I am a worrier. I worry about my health, little concerns that I wake with, but resolve over the course of a day. I worry about my career: where is that goddamned book already!? I worry about my job: how do I placate the forces around me that are not necessarily rational? How do I myself trigger reactions both positive and negative in who I am, who I must be? What are the depths of my own “magical thinking” regarding meritocracy and performance, in the power of the institution to protect me? Why do I seem to occasionally forget my own knowledges about the institution, including the viciousness of its defense of its own structures of power and influence (a point made by Mahku on the telephone the other night)?
Can the academy accommodate my particular thinking, or should I strike out for new frontiers? (Mr. Gordo is considering a job offer in Puerto Rico: Is there room for me in this cultural organization as well?) Will I be forced to do this (Baruma’s disquisition on the limits of thinking vis-à-vis differential paradigms seems crucial here, in an oblique way)? As always, one tries to do one’s best and respond astutely to the challenges of life and profession, but at the end of the semester, when it seems everything has gone to shit, it is hard to be so equivocal. The larger problem here, the equation that remains to be solved, is how to resist becoming a slave while offering enough verisimilitude to slip under the wire. I remain unsure of my talent in relation to this task.

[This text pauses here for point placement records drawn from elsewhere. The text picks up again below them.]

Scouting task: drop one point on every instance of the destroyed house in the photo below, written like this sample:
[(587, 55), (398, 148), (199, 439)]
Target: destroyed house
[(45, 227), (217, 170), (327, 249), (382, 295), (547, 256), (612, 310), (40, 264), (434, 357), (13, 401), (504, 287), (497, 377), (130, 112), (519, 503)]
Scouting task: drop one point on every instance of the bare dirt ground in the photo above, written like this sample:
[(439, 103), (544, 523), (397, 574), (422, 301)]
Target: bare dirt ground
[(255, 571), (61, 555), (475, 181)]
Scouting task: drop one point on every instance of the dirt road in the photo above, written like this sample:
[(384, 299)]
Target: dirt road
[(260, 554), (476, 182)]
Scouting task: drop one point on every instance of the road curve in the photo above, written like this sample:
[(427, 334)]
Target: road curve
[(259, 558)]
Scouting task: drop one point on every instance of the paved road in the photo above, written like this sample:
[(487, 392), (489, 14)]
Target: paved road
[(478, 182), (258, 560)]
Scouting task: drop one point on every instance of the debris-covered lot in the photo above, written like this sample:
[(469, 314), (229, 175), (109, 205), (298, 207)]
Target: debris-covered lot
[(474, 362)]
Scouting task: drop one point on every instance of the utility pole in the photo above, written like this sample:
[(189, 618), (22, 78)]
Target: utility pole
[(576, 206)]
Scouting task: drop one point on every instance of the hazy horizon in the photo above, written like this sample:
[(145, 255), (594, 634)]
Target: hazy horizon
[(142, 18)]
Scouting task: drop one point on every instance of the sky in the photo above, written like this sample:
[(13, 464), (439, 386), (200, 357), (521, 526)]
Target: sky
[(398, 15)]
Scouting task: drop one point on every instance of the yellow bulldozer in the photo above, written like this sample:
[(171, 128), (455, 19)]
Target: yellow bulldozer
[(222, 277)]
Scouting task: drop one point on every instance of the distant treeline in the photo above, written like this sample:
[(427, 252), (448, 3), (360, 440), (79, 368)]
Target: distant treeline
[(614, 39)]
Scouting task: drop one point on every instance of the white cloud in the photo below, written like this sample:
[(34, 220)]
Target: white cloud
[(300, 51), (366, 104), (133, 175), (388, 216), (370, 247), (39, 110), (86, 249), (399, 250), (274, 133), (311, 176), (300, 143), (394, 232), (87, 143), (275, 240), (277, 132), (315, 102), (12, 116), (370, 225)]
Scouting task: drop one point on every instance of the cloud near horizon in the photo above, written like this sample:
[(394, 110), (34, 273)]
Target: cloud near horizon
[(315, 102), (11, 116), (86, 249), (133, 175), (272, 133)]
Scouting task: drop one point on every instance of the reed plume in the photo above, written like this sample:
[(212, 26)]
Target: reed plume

When does “playing the game” slip into becoming a part of the game itself (in the worst sense possible)? When patterns repeat, do we really know how to respond using our knowledge base, or do the very dynamics of the game assure a repeat, an endless loop of unhappiness and disappointment? These gnomic questions are obviously related to some sort of materiality, but I remain somewhat confused as to their answers. Of course, perhaps I just have the bad luck of knowing more than my fair share of lunatics.
An unpleasant aspect of living in multiple cartographic worlds is that one feels restless and strange everywhere. My professional life, ostensibly contained within the bounds of the superhighway that circumscribes Cold City, has followed me here via email and telephone and worry. The emotional life with “Mr. Gordo and Friends” that resides in Big Eastern City and its hinterlands echoes in the loneliness of the solitary flat halfway across the country, with its technological simulacra of emotive connection: the car, the computer, the telephone, the office; in the social interruptions of another life elsewhere that prevent a full assimilation to Cold City. This diagram of lines and tensions doesn’t even include California and Québec, which also draw me out (string me along?). Prancilla characterises aspects of my life as a holding pattern that yet is moving along. Instead of interrogating this dynamic stasis, for now I am just going with it, or as Didion once described, I am currently living on “dice theory.”
I did meet one of the principals in another Los Angeles County murder trial during those years: Linda Kasabian, star witness for the prosecution in what was commonly known as the Manson trial. I once asked Linda what she thought about the apparently chance sequence of events which had brought her first to the Spahn Movie Ranch and then to the Sybil Brand Institute for Women on charges, later dropped, of murdering Sharon Tate Polanski, Abigail Folger, Jay Sebring, Voytek Frykowski, Steven Parent and Rosemary and Leno LaBianca. “Everything was to teach me something,” Linda said. Linda did not believe that chance was without pattern. Linda operated on what I later recognized as dice theory, and so, during the years I am talking about, did I.